Lionel seems particularly excited this year. He keeps talking about it to our friends, though none of them care because I’m pretty sure most people in that group have never attended a professional sporting event in their lives. He even bought us matching Dodgers shirts, the jersey kind that button up the front.
“Little. Little! Oh, good, you’re wearing it,” he said—or practically shouted—as he entered my room without knocking, something he’s been doing more and more often. I’m trying not to let it bother me, because it means he’s out of bed and talking to people and not looking at me with lifeless eyes. It means he’s finally over Grayson, and we can get the old Lionel back.
The shirt is a nice gesture, but I can’t see myself wearing it again after today. When I ask Lionel how much it cost, worried that he’s spent too much on something I don’t even want, he waves me off, insisting, “We can’t just show up looking like casual fans!”
We always have before, and I don’t know what’s different this year, but before I can ask, he’s running through the Dodgers’ entire season of stats with fervor, occasionally interrupting himself with a non sequitur or to exclaim about a completely average fact that doesn’t deserve the excitement. I try to stop him a couple of times, to ask if he’s okay, but he’s too far down the Dodgers rabbit hole. He’s pacing my room as he talks, picking things up and walking around with them and putting them back in the wrong spot.
I’m relieved when Mom calls up to us from the middle floor.
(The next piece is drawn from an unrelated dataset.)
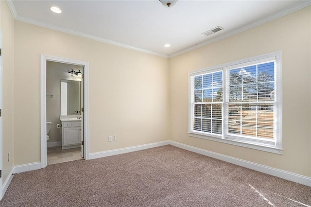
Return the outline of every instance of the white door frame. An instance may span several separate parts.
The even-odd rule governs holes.
[[[40,94],[41,94],[41,167],[47,165],[47,112],[46,112],[46,70],[47,61],[57,62],[72,65],[77,65],[84,67],[84,159],[89,159],[89,117],[88,101],[88,62],[73,60],[41,54],[40,57]]]
[[[0,48],[2,48],[2,37],[3,36],[3,33],[2,30],[0,30]],[[0,108],[2,108],[2,55],[0,56]],[[2,109],[1,109],[2,110]],[[3,196],[2,194],[2,177],[3,176],[3,169],[2,165],[2,154],[3,153],[3,148],[2,146],[2,132],[3,132],[3,123],[2,123],[2,116],[0,117],[0,170],[1,170],[2,174],[1,178],[0,178],[0,200],[2,199]],[[8,175],[9,177],[10,175]],[[3,191],[5,192],[5,190]]]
It feels claustrophobic in my room, like I’m being pushed out by Lion and his increasingly intense thoughts. He goes ahead of me down the stairs and I wonder, for a moment, if he’s taken something—a pill, maybe, or even coke, though he once told me he has no intention of putting anything up his nose. But when I look at his hands, at the skin torn ragged around his thumbs—so badly in some places that I can tell they’ve been bleeding—I wonder if it means something.
“Guys, sorry to be the bearer of bad news, but Saul had a work emergency that’s going to take up most of the afternoon,” Mom says. Apparently Lionel has convinced her to dress for the occasion, too: A vibrant blue baseball cap with the Dodgers logo sits on top of her close-cropped hair.